With the current state of everything I am working from home. I currently have a DICOM server at work that I require to be able to interface with. I am on Windows 10 and I am currently able to connect to the server through WinSCP, but that requires a proxy jump to work. Is it possible to connect Slicer to the DICOM server, or somehow have DICOM read the folders? At work, I have the server set-up as a Samba network drive and have Slicer read that, but I am unsure how to do this from home. Does anyone have an ideas?
I suppose some sort of VPN is the most general solution rather than doing something specific for Slicer. When you say DICOM server at work, so you mean you use DICOM networking (CGET, CFIND, etc) or do you mean it’s a file share with DICOM files?
Either honestly. It is an othanc dicom server, but I could also just access the raw files.
I’m not familiar with WinSCP, but it you have access to command-line ssh to the machine in question (via a shell) you could tunnel the dicom port, like what’s described here. You would need to know the IP and port information.
I do have cmd line ssh and have most of the proxy stuff saved in a OpenSSH config file. Not sure if that makes it easier or not.
If you access the pacs via dicom networking then you could do something like:
ssh ${pacshost} -L 104:localhost:104
then configure Slicer to do dicom networking to localhost port 104 instead of pacshost
104.
I’m not entirely sure how to use that information.
Fair enough, that’s probably not a good approach for you then.

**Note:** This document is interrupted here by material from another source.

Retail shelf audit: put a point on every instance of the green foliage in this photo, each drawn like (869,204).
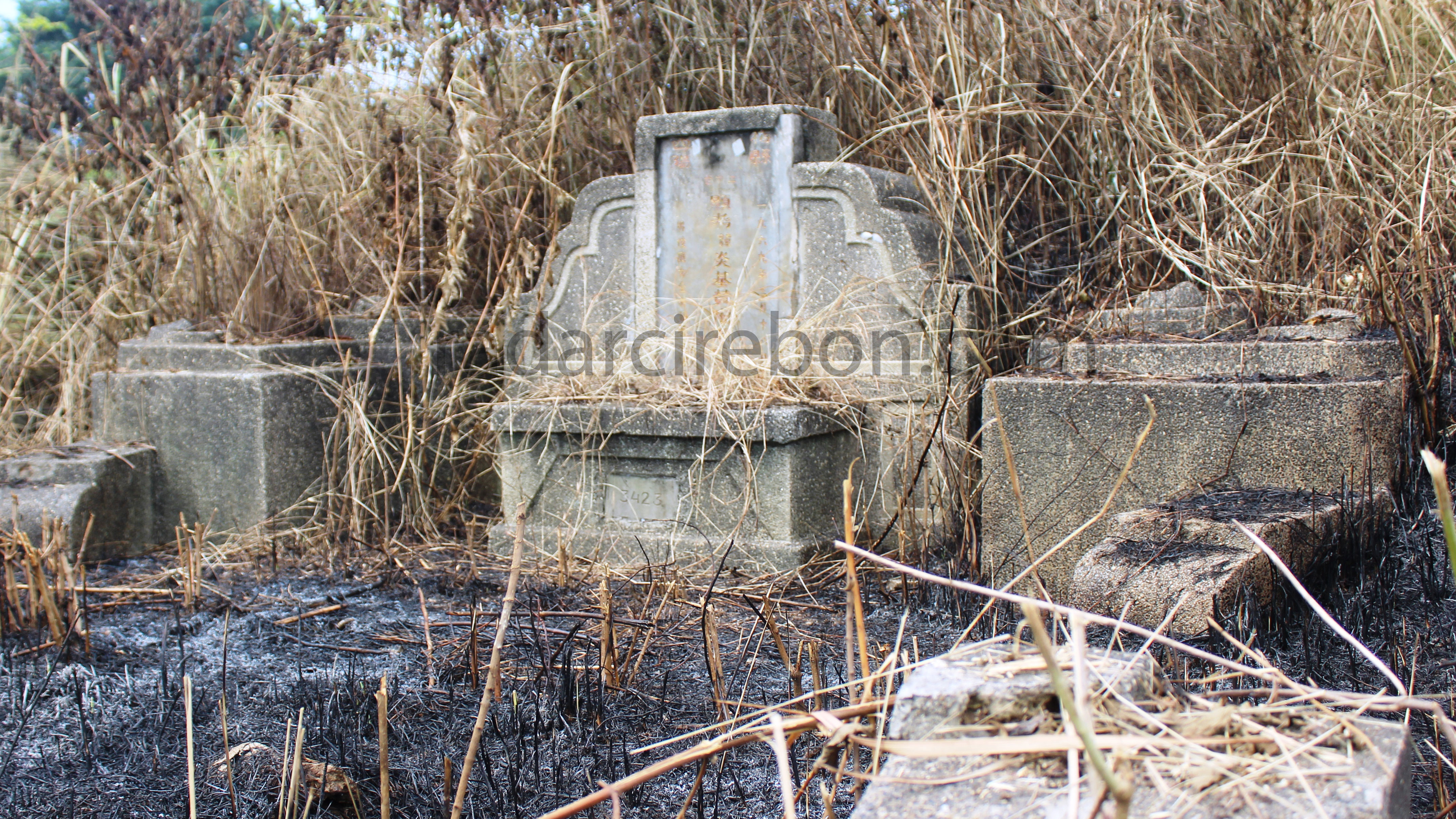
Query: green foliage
(34,46)
(43,27)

If you have access to the data via a file system on a remote machine, then you really just need to investigate file sharing options. There are many ways to do this these days and the best solution depends on the details of your setup, but dropbox, google drive, and other off the shelf solutions are options to investigate.
You may also ask for DICOMweb enabled on the Orthanc server and use DICOMweb extensions to browse the server and download/upload data. DICOMweb can use various standard authentication methods (password, token, etc).